# **Data Collection**
### Here below is the first step of our projet, the code for our data collection. We've decided to scrap Wikipedia and Feedspots.

##### We'll start by listing all our import functions

In [None]:
import requests
from bs4 import BeautifulSoup
from urllib.parse import urljoin
from urllib.parse import urlparse
import time
import random
import csv
import pandas as pd
import re
import nltk
from nltk.corpus import stopwords
import string
#nltk.download('punkt_tab') #: to uncomment if not already downloaded
#nltk.download('stopwords') #: to uncomment if not already downloaded

#### Below is a list of useful fonctions that will be used during the data collection.

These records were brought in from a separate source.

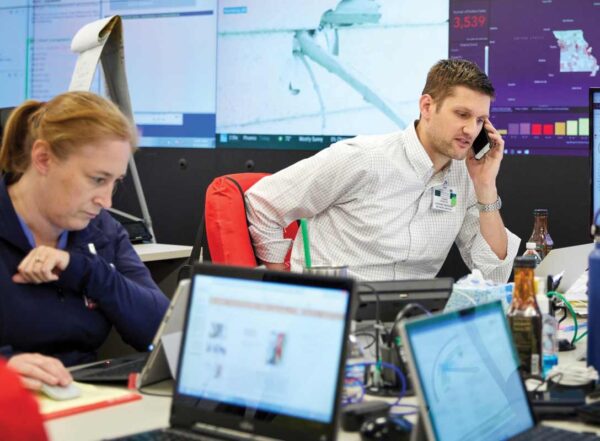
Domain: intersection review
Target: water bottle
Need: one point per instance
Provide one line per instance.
(593, 340)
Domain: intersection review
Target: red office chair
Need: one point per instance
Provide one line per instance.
(19, 415)
(226, 225)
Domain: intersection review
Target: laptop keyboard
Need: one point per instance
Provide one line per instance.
(114, 370)
(545, 433)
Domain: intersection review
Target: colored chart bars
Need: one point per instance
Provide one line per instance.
(574, 127)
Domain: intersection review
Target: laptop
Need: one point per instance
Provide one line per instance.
(154, 366)
(466, 376)
(573, 261)
(262, 356)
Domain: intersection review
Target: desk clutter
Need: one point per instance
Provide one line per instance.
(91, 398)
(399, 352)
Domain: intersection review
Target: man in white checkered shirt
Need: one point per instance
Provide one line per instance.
(390, 206)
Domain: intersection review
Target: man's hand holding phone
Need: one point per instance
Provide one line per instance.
(482, 144)
(483, 171)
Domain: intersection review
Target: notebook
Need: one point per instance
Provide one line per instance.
(573, 261)
(262, 355)
(153, 366)
(465, 371)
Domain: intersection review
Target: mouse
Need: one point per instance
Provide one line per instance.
(61, 393)
(386, 428)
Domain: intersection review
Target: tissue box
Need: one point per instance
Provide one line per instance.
(474, 290)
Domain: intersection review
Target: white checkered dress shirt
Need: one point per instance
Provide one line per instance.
(368, 201)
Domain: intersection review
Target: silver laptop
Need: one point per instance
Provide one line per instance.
(465, 371)
(262, 356)
(571, 261)
(153, 366)
(162, 363)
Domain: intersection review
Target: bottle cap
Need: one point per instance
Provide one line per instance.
(525, 262)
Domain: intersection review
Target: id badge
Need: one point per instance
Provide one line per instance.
(444, 198)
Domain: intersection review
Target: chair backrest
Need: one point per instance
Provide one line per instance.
(227, 233)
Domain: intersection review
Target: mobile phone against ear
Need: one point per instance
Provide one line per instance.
(482, 144)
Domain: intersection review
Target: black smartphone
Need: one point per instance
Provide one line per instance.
(482, 144)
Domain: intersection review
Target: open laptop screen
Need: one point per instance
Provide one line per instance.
(270, 346)
(468, 375)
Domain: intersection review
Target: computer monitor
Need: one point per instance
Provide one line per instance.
(391, 296)
(594, 104)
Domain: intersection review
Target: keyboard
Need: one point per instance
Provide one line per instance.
(545, 433)
(115, 370)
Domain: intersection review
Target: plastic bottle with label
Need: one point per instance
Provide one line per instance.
(540, 234)
(525, 318)
(531, 251)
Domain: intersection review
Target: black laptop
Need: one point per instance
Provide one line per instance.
(262, 355)
(465, 370)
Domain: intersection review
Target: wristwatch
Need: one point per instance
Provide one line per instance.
(486, 208)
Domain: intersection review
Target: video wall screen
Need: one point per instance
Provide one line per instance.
(170, 56)
(538, 54)
(301, 74)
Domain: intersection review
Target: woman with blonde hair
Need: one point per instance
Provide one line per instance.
(68, 272)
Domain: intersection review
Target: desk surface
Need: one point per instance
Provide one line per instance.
(149, 252)
(152, 412)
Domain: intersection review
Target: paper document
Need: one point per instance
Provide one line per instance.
(92, 397)
(171, 343)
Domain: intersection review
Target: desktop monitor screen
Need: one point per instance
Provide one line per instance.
(594, 146)
(391, 296)
(541, 58)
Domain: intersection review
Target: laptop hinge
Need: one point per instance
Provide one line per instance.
(228, 433)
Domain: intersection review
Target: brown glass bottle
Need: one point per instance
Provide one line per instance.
(540, 234)
(525, 318)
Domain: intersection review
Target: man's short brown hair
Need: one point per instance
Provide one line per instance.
(445, 75)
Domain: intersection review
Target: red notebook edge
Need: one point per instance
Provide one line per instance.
(92, 406)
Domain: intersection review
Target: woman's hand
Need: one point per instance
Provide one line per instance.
(42, 264)
(36, 369)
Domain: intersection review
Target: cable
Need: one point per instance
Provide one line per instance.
(378, 365)
(573, 314)
(368, 334)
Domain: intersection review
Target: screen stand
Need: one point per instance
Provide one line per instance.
(101, 41)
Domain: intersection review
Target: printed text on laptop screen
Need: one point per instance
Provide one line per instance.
(271, 346)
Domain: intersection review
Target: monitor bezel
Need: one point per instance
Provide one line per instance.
(393, 295)
(186, 411)
(424, 409)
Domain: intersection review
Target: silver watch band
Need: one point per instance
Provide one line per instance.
(486, 208)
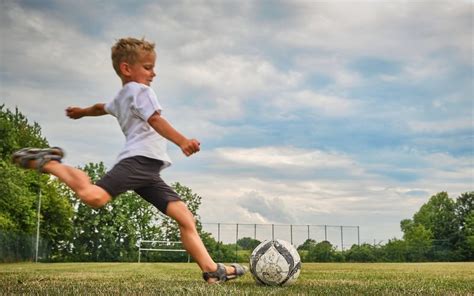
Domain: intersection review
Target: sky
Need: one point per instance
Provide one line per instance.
(308, 112)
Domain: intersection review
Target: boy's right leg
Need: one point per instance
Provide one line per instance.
(79, 182)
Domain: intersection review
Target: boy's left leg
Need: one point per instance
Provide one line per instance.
(191, 240)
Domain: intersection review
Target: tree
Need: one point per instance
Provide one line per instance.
(395, 250)
(169, 229)
(438, 216)
(323, 252)
(464, 211)
(418, 240)
(19, 190)
(110, 233)
(247, 243)
(362, 253)
(306, 245)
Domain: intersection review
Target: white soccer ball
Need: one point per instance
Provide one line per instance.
(275, 263)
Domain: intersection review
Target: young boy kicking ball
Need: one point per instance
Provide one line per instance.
(139, 163)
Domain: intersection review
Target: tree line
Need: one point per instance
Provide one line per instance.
(441, 230)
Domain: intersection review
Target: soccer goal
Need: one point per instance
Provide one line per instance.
(159, 246)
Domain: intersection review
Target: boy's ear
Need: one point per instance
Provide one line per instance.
(125, 69)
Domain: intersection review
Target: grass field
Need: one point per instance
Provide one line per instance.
(185, 279)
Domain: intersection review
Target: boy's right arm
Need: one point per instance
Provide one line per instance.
(94, 110)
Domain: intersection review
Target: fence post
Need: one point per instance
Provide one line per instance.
(358, 236)
(342, 239)
(38, 219)
(236, 239)
(291, 233)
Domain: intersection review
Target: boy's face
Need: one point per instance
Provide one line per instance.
(143, 70)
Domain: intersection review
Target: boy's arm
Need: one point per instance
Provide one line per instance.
(164, 128)
(94, 110)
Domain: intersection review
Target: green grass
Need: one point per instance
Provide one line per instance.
(185, 279)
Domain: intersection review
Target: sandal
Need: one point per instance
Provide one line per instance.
(221, 275)
(24, 156)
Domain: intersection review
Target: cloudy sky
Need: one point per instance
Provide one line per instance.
(308, 112)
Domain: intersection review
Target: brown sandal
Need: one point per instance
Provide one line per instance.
(23, 157)
(221, 275)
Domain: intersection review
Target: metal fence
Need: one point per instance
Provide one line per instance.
(340, 236)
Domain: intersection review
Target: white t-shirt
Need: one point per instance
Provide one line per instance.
(132, 107)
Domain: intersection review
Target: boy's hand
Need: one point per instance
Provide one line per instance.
(190, 147)
(74, 112)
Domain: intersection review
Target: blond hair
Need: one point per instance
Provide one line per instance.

##### The functions belows are used for the collect of links

In [None]:
def fetch_verify_url(url) :
    try:
        headers = {'User-Agent': 'Mozilla/5.0 (Macintosh; Intel Mac OS X 10_11_5) AppleWebKit/537.36 (KHTML, like Gecko) Chrome/50.0.2661.102 Safari/537.36'}  
        response = requests.get(url, headers=headers)
        if response.status_code != 200:  # If the status code is not OK (200) the function return none and an error message
            print(f"Failed to fetch the url: {url} with status code {response.status_code}")
            return None
        return response  
    except requests.RequestException:
        return None

This function is used to safely retrieve the HTML content of a web page. It sends an HTTP request to a given URL while mimicking a real web browser by specifying a User-Agent header, which helps avoid blocking by some websites. The function then checks whether the server responds with a successful status code (200). If the request fails, the page is inaccessible, or any network error occurs, the function returns None. Otherwise, it returns the raw HTTP response containing the page’s HTML content.

In [None]:
def to_soup(url):
    response = fetch_verify_url(url)
    if response:  # If the response is not none, the function return the beautiful soup object
        return BeautifulSoup(response.text, 'html.parser') 
    else:
        return None

This function converts the HTML content of a web page into a structured object that can be easily analyzed. It first calls the fetch_verify_url function to retrieve the web page’s HTML content. If the request is successful, the HTML is parsed using BeautifulSoup with the built-in HTML parser, producing a navigable representation of the page. If the page cannot be retrieved, the function returns None.

In [None]:
def filter_links(links, required_keywords=None, domain=None, already_seen=None):
    if required_keywords is None:  # If no list of required keywords is given then we create an empty one
        required_keywords = []
    if already_seen is None:  # If no list of already seen links is given then we create an empty one
        already_seen = set()
    
    filtered = []
    for l in links:
        l_lower = l.lower()  # Transformation of capital letter into lower case letter
        if required_keywords and not any(keyword.lower() in l_lower for keyword in required_keywords):  # The function skip the url if no required keywords are in the url
            continue
        if domain and urlparse(l).netloc != domain:  # The function filter the links that are not in the domain
            continue
        if l in already_seen:  # The function filter the links already in the list of links
            continue
        filtered.append(l) # If the url past all the filter, it is added to the list of links
    return filtered

This function filters a list of URLs in order to keep only the most relevant web pages. It removes links that doesn't contain predefined required keywords. The function can also restrict the results to a specific domain, allowing only internal links to be kept. Additionally, it eliminates URLs that have already been encountered, preventing duplicates during the crawling process.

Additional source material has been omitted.